Он замолчал на миг, будто прислушиваясь к далёкому колоколу.
- Когда меня, - произнёс он внезапно, с едва уловимой дрожью, - вывели тогда на казнь, мне казалось, что мир разделился надвое: одна половина ещё жила, шевелилась, шумела какими-то человеческими заботами, а другая - уже была завершена, неподвижна, как гранитная глыба. И я стоял, как между этими двумя мирами. Представьте: вы идёте по земле и вдруг понимаете, что в любой момент она может исчезнуть из-под ног. Так и я… знал, что через минуту перестану быть человеком среди людей.
Мы остановились у мостовой, где лошадь, тяжело фыркая, тянула извозчика. Сквозь туман фонарь давал зыбкий, неровный свет, и этот свет ложился на его лицо, высвечивая в нём что-то юродивое и пророческое.

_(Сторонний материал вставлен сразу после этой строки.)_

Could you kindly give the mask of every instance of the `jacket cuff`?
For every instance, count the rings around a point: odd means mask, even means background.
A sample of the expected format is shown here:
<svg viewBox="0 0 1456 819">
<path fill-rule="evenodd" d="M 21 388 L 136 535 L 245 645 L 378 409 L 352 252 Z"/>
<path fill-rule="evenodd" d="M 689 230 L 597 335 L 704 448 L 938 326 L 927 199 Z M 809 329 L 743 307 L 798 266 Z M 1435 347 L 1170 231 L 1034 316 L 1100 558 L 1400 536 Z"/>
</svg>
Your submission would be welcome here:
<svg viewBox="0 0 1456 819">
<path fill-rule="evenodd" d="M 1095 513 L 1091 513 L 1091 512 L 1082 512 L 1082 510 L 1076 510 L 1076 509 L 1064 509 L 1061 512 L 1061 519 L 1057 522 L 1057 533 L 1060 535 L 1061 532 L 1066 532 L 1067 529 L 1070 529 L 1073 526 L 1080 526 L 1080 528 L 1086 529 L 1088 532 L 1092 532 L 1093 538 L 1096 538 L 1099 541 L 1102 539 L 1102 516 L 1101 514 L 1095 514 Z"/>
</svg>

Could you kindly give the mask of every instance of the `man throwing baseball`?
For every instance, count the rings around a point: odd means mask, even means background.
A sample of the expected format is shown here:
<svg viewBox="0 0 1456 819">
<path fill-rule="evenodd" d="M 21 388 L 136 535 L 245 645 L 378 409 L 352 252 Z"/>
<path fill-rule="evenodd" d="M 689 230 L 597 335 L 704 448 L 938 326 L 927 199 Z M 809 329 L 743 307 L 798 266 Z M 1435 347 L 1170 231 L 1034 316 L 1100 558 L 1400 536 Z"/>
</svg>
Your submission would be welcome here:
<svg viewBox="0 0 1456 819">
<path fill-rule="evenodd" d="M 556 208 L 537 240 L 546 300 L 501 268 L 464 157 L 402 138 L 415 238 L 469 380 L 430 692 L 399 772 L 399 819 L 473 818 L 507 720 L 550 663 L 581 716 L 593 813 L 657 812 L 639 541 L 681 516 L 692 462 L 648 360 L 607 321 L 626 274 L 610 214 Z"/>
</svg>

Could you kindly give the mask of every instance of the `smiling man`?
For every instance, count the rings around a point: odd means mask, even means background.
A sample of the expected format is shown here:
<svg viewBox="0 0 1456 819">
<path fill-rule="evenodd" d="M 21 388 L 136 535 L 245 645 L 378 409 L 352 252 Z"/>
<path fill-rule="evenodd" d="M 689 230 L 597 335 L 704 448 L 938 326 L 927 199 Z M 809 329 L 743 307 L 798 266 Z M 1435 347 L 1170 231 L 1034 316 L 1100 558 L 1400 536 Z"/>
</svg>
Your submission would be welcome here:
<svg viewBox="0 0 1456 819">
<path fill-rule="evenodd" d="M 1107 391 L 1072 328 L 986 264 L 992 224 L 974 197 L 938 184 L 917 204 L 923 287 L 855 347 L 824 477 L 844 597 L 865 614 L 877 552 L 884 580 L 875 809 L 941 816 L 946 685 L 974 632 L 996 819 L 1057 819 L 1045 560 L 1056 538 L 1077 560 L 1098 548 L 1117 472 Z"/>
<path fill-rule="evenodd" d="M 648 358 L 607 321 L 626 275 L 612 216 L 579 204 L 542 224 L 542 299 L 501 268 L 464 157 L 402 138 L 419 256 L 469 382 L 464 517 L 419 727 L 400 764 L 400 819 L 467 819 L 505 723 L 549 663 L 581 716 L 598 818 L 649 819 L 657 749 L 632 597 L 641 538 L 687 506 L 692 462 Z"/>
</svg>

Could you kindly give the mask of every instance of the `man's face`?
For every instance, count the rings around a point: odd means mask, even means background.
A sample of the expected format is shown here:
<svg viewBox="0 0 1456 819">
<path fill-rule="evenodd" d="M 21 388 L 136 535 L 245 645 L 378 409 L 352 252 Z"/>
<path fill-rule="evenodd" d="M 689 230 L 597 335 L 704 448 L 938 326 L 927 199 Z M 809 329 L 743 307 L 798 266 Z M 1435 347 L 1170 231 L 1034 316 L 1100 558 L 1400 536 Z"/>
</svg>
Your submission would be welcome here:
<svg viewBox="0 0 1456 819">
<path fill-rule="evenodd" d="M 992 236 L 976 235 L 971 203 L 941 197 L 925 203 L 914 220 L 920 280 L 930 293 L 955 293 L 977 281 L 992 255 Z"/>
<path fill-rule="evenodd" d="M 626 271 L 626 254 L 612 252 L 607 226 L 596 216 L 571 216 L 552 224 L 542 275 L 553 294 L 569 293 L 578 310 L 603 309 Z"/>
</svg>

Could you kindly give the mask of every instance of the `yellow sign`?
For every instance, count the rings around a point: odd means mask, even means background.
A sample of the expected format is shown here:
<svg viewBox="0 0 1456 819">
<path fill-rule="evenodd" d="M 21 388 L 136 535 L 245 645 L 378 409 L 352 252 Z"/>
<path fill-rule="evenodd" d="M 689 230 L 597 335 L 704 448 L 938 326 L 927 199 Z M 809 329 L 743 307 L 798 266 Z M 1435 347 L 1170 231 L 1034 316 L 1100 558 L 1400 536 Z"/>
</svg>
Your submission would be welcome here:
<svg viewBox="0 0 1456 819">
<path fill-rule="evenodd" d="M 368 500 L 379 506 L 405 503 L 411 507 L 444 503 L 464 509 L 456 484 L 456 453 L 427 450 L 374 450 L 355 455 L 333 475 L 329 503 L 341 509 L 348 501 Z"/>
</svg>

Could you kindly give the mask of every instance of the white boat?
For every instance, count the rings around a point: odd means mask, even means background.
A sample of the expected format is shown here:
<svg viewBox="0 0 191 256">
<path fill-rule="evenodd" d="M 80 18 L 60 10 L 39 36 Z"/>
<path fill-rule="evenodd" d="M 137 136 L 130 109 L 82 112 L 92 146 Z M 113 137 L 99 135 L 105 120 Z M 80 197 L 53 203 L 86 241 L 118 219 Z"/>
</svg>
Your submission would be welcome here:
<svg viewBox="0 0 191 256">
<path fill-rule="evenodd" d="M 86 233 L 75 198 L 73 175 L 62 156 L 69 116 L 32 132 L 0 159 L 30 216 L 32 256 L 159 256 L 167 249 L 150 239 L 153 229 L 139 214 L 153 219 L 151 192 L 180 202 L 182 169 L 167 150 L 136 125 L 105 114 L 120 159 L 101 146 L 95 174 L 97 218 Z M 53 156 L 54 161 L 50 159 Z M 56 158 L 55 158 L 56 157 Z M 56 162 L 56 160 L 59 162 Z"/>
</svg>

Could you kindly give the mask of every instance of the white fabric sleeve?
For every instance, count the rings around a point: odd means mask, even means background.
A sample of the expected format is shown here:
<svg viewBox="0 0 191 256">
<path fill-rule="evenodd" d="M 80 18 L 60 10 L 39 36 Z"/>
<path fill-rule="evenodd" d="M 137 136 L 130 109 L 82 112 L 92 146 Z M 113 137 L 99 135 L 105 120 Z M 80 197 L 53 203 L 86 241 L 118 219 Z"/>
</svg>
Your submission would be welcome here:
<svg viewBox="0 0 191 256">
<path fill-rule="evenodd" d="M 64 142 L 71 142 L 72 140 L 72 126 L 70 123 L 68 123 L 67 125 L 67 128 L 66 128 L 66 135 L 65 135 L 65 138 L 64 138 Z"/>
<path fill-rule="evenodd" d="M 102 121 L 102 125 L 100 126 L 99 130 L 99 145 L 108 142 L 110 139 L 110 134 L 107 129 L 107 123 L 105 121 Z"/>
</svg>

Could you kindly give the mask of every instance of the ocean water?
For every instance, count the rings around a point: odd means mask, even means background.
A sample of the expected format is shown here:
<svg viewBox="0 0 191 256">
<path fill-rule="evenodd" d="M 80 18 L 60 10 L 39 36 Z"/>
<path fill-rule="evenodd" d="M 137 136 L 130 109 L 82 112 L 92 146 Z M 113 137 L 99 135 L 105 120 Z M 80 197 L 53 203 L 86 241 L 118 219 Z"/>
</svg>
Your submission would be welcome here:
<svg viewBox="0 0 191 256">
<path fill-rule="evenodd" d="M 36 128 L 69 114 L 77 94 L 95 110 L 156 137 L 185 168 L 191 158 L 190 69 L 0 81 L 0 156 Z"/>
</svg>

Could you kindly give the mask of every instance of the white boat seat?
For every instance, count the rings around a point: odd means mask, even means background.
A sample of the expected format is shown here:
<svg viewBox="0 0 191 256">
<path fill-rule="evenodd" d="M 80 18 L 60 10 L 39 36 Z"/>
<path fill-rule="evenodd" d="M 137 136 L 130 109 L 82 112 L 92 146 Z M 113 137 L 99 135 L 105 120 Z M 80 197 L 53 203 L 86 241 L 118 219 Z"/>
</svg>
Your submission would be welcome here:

- И вот, - продолжал он, - когда мучительный отсчёт последних мгновений уже подступил к самому сердцу, случилось то, что перевернуло весь мой внутренний мир: я вдруг понял, что человек - это не просто тело, не просто страсти, не просто привычки и случайности; человек - это стержень. Да-да, именно стержень, который удерживает в себе всё остальное. И если этот стержень разрушится - от человека не остаётся ничего, кроме жалкой оболочки. Но вот если он сохранится - даже перед лицом смерти… тогда душа остаётся неуязвимой.
Ветер усилился, и мы ускорили шаг. Мой собеседник, однако, говорил всё глубже, всё горячее, словно сам становился свидетелем и судьёй собственной души.
- Этот стержень, - сказал он с неожиданной силой, - не выковывается ни книжной мудростью, ни благополучием, ни почестями. Нет! Он рождается там, где душа сталкивается с бездной. Именно тогда, когда все земные опоры рушатся, когда человек остаётся лицом к лицу с Богом - и уже не может спрятаться за привычные лжи, за привычные самооправдания, - в этот миг он либо находит в себе опору, либо теряет её навсегда.